Sometimes, after a really good session, I feel like I’ve given a user the very keys to their survival and in an increasingly Internetted society, that’s not far from reality. There is no bigger sense of power as when you make technology work for you.
The next big milestone in WordPress history is version 3.4. The release candidate came out in May, so when the final bug fixes are made, the update will drop sometime this month.
Here’s what the WordPress Codex page http://codex.wordpress.org/Version_3.4 says are the highlights of 3.4:
Enhanced theme control
- Customize theme options before activating a new theme using Theme Customize.

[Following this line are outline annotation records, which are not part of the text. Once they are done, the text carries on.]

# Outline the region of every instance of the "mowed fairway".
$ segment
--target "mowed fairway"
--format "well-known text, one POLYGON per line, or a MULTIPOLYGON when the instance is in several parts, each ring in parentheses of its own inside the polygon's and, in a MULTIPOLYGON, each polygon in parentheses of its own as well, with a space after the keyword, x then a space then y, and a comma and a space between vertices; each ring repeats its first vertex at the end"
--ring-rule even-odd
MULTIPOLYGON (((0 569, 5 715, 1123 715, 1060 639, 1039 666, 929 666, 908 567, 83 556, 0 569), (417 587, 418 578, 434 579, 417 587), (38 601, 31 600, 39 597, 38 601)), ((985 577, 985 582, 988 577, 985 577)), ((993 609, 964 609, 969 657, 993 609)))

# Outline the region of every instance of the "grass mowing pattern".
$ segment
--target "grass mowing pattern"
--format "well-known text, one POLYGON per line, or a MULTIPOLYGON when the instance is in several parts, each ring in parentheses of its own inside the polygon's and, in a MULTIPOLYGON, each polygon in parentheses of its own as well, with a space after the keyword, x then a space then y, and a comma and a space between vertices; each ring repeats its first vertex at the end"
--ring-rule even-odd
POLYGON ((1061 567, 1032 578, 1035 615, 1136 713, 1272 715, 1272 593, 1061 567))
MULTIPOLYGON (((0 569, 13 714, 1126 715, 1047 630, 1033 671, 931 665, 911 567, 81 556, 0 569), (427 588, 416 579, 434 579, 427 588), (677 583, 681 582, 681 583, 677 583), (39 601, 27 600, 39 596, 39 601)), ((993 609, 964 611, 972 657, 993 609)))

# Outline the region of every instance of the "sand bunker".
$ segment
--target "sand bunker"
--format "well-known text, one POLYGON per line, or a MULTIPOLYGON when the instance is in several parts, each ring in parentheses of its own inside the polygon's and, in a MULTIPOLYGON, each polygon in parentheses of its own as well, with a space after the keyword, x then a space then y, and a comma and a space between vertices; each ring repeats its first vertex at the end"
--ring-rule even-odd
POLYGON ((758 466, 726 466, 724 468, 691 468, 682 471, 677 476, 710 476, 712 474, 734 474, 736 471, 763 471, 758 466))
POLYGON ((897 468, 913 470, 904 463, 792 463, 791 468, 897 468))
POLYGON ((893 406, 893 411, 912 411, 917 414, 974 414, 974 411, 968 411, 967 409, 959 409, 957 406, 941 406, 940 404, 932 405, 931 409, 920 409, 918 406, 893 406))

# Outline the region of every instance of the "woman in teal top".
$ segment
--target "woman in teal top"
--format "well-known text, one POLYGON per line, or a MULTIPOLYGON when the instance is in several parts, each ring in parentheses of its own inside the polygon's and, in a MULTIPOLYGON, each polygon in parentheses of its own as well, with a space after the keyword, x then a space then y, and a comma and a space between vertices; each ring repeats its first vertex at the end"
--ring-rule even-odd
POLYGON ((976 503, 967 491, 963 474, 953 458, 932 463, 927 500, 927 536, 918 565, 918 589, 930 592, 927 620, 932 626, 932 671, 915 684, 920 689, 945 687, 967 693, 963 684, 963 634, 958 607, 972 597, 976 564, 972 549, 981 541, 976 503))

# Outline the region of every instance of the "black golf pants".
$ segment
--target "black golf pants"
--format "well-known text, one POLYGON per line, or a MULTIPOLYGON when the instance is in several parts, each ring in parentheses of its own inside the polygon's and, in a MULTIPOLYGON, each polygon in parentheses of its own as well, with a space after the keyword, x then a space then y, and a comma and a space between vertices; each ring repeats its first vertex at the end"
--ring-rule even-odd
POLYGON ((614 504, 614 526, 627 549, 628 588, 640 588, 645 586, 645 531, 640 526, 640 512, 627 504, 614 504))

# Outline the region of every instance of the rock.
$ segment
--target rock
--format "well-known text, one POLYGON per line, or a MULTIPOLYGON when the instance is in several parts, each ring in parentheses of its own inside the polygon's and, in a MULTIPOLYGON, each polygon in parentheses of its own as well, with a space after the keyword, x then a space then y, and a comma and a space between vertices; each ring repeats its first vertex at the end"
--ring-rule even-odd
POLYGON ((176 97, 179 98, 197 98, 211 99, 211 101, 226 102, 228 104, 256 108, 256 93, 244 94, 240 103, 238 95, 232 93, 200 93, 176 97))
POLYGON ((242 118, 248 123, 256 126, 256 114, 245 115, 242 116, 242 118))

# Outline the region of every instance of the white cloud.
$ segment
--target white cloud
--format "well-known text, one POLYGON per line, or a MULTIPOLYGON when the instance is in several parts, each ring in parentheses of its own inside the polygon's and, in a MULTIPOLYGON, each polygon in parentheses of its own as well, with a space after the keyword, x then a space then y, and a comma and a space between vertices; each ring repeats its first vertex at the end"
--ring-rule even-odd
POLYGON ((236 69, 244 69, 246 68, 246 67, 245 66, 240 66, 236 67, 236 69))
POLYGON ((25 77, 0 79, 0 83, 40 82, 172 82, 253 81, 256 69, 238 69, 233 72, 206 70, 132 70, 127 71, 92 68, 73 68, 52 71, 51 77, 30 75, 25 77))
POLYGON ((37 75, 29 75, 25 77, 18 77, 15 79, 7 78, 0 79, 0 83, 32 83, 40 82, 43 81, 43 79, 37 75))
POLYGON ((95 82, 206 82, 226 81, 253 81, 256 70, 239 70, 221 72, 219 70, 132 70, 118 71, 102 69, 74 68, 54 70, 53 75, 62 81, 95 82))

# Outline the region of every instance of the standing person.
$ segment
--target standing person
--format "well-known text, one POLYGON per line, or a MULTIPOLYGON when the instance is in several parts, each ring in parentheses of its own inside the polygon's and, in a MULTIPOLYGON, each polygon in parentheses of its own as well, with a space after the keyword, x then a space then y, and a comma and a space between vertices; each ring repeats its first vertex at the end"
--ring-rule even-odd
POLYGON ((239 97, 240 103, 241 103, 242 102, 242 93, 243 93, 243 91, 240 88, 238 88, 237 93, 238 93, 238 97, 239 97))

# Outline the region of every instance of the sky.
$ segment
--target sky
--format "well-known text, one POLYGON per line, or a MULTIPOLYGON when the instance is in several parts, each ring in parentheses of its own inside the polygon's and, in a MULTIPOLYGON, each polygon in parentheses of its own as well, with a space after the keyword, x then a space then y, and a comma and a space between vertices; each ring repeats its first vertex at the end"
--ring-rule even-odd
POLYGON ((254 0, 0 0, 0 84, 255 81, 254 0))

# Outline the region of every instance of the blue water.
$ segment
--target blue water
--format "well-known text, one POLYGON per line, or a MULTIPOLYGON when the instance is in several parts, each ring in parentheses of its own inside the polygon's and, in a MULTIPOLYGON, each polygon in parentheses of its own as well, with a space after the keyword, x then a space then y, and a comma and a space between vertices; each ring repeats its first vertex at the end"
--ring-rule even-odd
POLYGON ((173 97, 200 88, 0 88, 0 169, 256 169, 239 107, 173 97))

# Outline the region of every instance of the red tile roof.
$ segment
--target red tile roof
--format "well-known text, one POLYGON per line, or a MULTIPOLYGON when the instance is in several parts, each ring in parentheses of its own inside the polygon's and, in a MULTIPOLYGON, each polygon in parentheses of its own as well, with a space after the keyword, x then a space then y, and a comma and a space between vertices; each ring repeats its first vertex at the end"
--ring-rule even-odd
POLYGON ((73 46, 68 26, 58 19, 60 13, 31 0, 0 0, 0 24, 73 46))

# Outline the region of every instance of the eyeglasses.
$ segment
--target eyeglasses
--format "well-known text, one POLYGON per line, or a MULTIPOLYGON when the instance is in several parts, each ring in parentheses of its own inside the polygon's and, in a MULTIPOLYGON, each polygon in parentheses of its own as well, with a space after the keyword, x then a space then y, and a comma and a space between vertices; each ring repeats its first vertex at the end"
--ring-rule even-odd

- Use Theme Previewer to customize current theme without changing the front-end design.
- Improved Custom Headers with flexible sizes.
- Selecting Custom Header Images and Custom Background Images from Media Library Screen.
HTML support has been added to image caption field.
Under the Hood improvements
- Improvements in WordPress internationalization and localization (more info).
- Different split in translation POT files for faster translations.
- Codex XML-RPC information update accessed via XML-RPC_WordPress_API.
- WP_Query improvements.
All that sounds awesome, especially the theme controls and flexible sizing for custom headers. And the ability to put hot links in image captions is something I could have used in this post.
WorldPress world of jazz
Did you know that since 2003 there have been 16 major WordPress version upgrades, roughly 2 per year, and each of these versions is named for a major jazz legend. Apparently, WordPress developers dig jazz, which makes me love them even more.
Starting with Miles Davis 1.0, there was Art Blakey 1.0.2, Charles Mingus 1.2, Billy Strayhorn 1.5, Duke Ellington 2.0, Ella Fitzgerald (my cat’s name!) 2.1, Stan Getz 2.2, Dexter Gordon 2.3, Michael Brecker 2.5, McCoy Tyner 2.6, John Coltrane 2.7, Chet Baker 2.8, Carmen McRae 2.9, Thelonius Monk (my dead cat’s name!) 3.0, Django Reinhardt 3.1, George Gershwin 3.2 and Sonny Stitt 3.3.
No news on who 3.4 will be named for, but I nominate Diana Krall – a Canadian and still living!
I’d love to hear your thoughts about the evolution of the WordPress world and how the platform has changed or improved your life.
I can safely say that WordPress has change mine.